I was both horrified and unsurprised to discover that Toby Young (who briefly, yet for too long, held influential office on the board of the Office for Students) wasn’t kidding when he said he supported “progressive eugenics”. Always, as the aphorism has it, listen when people tell you who they are.

Young, a media irritant for decades, has since protested that his noxious views on just about everything have been taken “out of context”, and asked for 50,000 tweets to be taken into consideration.

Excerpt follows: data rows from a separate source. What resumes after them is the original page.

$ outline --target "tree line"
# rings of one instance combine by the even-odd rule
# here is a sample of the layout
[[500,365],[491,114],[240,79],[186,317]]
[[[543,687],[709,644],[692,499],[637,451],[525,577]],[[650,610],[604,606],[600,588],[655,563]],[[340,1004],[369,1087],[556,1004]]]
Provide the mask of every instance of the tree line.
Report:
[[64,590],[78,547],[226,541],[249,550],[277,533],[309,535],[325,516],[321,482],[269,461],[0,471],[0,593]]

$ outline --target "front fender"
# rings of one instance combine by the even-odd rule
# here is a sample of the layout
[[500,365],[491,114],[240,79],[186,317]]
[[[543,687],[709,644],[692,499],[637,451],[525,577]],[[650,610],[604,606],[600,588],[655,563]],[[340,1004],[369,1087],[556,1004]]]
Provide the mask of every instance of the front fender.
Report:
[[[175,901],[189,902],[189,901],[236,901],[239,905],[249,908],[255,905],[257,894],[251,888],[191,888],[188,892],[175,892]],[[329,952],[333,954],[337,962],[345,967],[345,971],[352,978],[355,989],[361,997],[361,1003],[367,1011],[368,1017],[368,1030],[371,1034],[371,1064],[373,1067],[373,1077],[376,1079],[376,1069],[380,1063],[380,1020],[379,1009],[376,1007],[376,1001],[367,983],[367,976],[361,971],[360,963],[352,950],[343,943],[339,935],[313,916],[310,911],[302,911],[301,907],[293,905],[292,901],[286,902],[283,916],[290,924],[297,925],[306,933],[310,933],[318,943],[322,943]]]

As far as eugenics go, however, he is bang to rights: an investigation by the London Student newspaper has highlighted his attendance last year at an invitation-only, pro-eugenics conference, which has been held under the noses of London’s academic community since 2015.

The roots of the London Conference on Intelligence (ironically named for a gathering so devoted to unscientific nonsense) are long, and ugly. Their history implicates both political right and left, and swathes of our “great and good”, from HG Wells to Churchill.

Theresa May refuses to sack Toby Young for misogynistic tweets

The idea of deliberately “improving” the human race is not new: Plato in 381BC considered the desirability of “selective breeding” for the ruling elite. The philosopher imagined a kind of royal key party, where the chosen few would be allocated “breeding partners” by ballot. The children judged the best specimens would then be communally reared, whilst the rest would be destroyed.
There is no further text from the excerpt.